I used to think I was called to live a big life. Do big things. Be on some kind of platform telling people stuff they’d never heard before.
Mountains always put my life in perspective. I am small, both in stature and in the length of time I will exist on the earth. Not at all like a mountain. More like a structure in wet sand – seemingly changing the landscape but almost immediately wiped away and forgotten.
And I can find a million ways to convince myself that my life is significant and important. I can talk myself into believing that a hundred years from now, my life will matter. This is the symptom of being raised in an individualist culture. I must matter alone and not only collectively. I must create lasting change.
In Aldous Huxley’s Brave New World, Henry Ford was a deity. The last time I read that book I thought about how if the book were re-written now, Steve Jobs would probably be the deity. While Ford’s contributions to technology are certainly lasting and not to be denied, he is old news. He is obsolete. Cars are old news. And in 80 years, there will be someone new. Steve Jobs will be to my grandchildren what Henry Ford was to me. (Is it possible? Surely not. Surely there is no world better than this one. Surely we have hit our limit. And yet this is the same thing my grandparents said.)
My life is small. I know a few people. I have a few meaningful relationships. Ask people in my circle of influence, and they’ll know me. Ask one degree outside of that, and I have no existence in the world. I am small.
None of us like to think that our time here on earth will end, or that in a few generations we will be forgotten or if we’re lucky maybe we’ll exist at the top of a family tree. We scrape and weep to make ourselves known in this life, to create for ourselves a modicum of significance. We need to be important and heard.
The truth is, I want to make myself into an idol. I want to be a brand, a movement. When the reality is, I need to take care of the people in front of me. I need to solve the problems in my apartment building, in my day to day trajectory.
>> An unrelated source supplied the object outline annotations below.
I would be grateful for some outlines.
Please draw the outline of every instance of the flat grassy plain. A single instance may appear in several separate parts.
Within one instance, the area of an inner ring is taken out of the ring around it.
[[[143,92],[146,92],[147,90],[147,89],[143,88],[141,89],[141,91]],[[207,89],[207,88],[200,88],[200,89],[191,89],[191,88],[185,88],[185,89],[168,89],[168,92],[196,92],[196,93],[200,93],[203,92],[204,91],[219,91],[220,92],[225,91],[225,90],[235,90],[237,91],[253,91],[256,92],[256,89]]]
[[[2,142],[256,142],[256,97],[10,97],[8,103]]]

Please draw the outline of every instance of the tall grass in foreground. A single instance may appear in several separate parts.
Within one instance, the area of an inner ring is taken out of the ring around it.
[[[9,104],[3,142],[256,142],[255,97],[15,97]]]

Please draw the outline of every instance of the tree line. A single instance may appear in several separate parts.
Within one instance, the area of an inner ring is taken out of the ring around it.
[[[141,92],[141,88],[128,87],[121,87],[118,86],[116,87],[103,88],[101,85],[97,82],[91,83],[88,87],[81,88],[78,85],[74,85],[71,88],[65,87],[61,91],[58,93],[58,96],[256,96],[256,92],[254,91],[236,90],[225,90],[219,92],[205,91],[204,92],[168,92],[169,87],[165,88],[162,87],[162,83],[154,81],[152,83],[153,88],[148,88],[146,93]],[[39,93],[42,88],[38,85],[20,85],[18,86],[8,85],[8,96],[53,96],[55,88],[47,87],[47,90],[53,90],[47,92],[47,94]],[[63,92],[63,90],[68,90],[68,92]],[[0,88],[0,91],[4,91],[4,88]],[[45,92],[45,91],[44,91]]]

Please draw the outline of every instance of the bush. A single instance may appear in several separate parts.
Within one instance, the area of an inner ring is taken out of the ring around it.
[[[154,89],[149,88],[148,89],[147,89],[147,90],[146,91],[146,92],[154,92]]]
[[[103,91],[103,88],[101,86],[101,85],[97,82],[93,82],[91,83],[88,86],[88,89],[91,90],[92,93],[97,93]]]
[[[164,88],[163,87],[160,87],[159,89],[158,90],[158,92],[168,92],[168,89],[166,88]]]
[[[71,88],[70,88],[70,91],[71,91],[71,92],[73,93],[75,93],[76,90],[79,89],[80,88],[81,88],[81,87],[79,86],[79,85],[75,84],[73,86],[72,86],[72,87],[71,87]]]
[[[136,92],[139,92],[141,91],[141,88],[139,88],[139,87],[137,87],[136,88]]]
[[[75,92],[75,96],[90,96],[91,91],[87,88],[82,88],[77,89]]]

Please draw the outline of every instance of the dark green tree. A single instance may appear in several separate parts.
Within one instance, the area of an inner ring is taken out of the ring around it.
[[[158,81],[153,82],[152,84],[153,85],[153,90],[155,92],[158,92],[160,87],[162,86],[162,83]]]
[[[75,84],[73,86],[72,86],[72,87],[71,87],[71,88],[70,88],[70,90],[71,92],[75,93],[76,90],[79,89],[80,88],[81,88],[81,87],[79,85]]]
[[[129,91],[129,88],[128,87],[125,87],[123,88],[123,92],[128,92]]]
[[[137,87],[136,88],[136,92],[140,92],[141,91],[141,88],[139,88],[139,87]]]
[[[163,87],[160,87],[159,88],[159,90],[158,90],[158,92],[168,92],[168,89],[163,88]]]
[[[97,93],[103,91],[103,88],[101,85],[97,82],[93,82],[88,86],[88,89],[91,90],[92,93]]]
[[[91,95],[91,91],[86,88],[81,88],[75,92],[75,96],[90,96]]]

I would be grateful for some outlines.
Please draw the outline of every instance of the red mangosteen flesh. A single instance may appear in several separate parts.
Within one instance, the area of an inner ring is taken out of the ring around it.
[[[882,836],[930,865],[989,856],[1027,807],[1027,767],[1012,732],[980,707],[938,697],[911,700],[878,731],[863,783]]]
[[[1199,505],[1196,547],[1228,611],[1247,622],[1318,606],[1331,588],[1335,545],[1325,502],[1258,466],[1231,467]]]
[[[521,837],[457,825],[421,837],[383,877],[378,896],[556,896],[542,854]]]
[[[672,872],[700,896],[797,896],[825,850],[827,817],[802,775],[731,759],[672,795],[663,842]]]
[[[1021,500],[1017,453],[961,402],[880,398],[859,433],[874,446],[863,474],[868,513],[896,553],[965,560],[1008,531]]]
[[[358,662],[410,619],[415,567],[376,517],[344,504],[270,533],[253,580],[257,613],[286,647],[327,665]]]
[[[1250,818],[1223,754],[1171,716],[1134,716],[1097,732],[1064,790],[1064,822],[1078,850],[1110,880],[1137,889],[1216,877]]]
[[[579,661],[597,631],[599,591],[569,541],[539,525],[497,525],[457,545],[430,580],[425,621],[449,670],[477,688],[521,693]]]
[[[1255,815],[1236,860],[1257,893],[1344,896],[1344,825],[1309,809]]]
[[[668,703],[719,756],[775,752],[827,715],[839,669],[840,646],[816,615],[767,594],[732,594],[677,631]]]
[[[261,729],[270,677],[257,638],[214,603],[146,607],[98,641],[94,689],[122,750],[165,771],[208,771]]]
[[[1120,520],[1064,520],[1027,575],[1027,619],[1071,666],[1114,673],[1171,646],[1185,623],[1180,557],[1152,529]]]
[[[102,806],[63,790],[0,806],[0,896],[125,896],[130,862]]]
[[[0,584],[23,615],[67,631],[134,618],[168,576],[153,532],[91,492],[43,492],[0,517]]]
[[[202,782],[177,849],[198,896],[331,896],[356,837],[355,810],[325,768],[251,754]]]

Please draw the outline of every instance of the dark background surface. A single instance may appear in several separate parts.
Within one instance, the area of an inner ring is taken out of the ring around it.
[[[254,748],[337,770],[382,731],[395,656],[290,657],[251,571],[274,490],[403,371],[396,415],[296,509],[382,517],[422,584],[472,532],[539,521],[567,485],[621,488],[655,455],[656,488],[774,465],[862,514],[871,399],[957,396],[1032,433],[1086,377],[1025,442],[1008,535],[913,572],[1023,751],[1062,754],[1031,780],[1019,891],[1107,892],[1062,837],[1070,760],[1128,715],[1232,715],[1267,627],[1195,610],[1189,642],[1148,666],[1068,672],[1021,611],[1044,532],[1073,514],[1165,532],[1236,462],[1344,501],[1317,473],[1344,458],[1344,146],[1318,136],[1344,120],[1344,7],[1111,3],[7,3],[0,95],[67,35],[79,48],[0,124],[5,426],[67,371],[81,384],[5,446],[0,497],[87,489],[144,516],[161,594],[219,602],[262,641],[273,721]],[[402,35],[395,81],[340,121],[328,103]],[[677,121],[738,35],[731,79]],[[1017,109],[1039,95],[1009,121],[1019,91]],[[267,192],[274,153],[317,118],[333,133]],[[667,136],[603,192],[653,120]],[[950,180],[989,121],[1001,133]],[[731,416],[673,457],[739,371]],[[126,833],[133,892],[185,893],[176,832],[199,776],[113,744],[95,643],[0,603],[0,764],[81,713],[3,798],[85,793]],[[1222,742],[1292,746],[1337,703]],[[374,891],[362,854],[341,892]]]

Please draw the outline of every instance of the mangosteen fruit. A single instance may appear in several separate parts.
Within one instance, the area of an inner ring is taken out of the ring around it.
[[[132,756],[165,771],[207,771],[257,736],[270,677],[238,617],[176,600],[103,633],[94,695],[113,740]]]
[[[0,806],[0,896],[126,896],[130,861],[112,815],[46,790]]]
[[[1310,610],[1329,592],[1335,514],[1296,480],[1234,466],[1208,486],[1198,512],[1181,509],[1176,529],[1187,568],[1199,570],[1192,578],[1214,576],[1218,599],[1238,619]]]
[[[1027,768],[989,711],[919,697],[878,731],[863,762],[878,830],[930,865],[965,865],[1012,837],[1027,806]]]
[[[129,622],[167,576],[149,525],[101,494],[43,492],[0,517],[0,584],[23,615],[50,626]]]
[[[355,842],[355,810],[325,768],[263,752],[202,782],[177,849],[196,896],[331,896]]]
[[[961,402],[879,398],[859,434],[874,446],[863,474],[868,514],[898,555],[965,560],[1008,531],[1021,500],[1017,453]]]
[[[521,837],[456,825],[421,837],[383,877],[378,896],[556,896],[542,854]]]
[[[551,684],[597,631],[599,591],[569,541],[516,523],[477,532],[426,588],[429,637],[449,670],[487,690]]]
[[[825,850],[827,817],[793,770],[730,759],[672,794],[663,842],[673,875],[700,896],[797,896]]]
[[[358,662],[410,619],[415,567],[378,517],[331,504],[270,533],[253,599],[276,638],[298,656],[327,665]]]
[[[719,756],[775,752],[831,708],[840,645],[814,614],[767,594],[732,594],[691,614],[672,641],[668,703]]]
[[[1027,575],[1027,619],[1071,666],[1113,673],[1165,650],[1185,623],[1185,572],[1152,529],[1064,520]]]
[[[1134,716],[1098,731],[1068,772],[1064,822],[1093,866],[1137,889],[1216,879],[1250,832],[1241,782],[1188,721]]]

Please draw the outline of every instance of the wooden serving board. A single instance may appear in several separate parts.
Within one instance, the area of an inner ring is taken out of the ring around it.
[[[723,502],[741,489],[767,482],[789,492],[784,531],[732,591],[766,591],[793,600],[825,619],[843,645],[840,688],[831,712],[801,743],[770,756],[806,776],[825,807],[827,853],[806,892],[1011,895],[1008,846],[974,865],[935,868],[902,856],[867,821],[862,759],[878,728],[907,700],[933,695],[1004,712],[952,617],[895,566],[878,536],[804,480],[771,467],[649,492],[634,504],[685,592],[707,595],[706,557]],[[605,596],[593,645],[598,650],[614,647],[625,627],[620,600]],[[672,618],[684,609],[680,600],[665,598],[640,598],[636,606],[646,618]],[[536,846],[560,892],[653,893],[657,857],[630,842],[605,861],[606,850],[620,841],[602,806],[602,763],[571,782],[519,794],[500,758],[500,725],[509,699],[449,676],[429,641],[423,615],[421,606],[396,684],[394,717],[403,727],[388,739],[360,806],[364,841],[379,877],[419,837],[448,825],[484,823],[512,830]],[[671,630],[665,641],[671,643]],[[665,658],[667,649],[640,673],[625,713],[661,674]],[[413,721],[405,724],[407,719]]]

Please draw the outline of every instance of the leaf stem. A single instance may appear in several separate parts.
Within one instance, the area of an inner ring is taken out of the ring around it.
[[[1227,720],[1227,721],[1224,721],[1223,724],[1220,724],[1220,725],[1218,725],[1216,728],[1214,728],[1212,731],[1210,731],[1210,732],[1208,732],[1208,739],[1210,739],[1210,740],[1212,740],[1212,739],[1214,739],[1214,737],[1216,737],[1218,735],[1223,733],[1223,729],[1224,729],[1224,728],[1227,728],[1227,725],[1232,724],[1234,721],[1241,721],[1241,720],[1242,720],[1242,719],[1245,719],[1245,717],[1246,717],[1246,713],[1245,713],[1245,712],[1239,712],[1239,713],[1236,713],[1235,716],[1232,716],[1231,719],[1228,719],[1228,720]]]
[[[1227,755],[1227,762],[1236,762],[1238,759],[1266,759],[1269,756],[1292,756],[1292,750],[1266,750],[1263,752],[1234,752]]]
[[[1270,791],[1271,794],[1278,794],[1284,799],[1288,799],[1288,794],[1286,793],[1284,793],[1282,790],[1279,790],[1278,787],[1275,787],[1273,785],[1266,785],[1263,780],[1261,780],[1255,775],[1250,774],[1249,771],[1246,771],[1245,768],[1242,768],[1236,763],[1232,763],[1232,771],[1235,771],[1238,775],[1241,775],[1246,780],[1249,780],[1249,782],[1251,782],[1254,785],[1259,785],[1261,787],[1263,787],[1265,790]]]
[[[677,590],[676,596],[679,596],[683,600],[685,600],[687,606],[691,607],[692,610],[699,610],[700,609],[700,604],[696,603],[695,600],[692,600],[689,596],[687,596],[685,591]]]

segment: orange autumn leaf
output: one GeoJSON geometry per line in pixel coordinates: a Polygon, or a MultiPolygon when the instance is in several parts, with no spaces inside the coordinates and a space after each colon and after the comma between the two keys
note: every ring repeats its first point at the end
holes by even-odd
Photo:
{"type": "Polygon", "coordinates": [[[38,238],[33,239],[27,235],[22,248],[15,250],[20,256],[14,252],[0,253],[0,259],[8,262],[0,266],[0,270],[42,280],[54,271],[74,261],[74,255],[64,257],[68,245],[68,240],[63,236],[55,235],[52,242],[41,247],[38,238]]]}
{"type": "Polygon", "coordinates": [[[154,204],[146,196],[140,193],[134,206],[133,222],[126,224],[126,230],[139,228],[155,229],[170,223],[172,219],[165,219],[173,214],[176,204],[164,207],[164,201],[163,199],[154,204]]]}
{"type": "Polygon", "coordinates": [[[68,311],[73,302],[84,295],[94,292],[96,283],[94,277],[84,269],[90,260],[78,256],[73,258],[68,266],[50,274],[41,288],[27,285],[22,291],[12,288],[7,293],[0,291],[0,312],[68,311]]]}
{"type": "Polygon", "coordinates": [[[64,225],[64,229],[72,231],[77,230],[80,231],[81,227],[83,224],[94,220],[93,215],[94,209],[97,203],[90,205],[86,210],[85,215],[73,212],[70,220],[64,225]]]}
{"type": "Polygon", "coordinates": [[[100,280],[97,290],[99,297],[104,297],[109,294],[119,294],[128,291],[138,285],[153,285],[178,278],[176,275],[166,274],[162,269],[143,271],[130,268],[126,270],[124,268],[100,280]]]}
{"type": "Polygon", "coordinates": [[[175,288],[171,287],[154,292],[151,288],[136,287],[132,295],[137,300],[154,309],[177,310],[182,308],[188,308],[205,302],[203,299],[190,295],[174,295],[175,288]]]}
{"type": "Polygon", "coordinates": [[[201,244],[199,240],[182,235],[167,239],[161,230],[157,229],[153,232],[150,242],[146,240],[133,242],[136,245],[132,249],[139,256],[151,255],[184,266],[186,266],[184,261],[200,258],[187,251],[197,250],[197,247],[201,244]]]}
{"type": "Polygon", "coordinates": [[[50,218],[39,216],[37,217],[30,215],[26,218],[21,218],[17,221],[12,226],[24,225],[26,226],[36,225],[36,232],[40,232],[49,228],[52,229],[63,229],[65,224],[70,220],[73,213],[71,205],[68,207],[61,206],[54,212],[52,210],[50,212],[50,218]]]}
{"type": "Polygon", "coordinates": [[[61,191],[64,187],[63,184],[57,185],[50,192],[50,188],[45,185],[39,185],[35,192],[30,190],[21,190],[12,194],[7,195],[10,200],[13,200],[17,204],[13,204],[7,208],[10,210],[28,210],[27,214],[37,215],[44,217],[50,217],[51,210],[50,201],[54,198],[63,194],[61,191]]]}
I want people to know my name, but the world won’t be changed by my name, but by the love and grace I am able to pour onto those around me.
Our lives are small. That’s how it is. We can affect the people around us for good. We can make people’s lives better, and they can make others’ lives better, and on and on. We can truly change a life or two, more than a few if it works out for us. And that’s what I believe we are called to. Not a platform, but an inconvenient, blood and sweat investment into the lives of a few people God allows us to touch.
I’m not sure what the answer is. Because I still want to feel important and needed. I want to feel like if I went away, the world would feel it. But the truth is, like that shoeprint in wet sand, the world would move on. And if I’ve done things well at any point, a few people will have been changed for the better, and they will go on to change a couple people for the better. The truth is, all we have left at the end is the investments we’ve made into the lives of others. All we have – as is typical of the Kingdom – is what we’ve given away of ourselves.
The truth is, we have to stop waiting for a platform and start healing those around us. We have to stop waiting for organizations to make the world better and start engaging with the lives of those around us. We have to stop complaining about how wrong everyone else is doing it and just do it right ourselves and share that with a few other people. We have to stop waiting for the ‘someday’ calling, the big platform, the viral stuff, and start giving ourselves away, healing people’s hearts and investing in others.
I am learning to live a small life. I am learning to embrace the fact that I can invest deeply in a few people around me, and that’s how change happens. One life, one day, one conversation, one coffee at a time.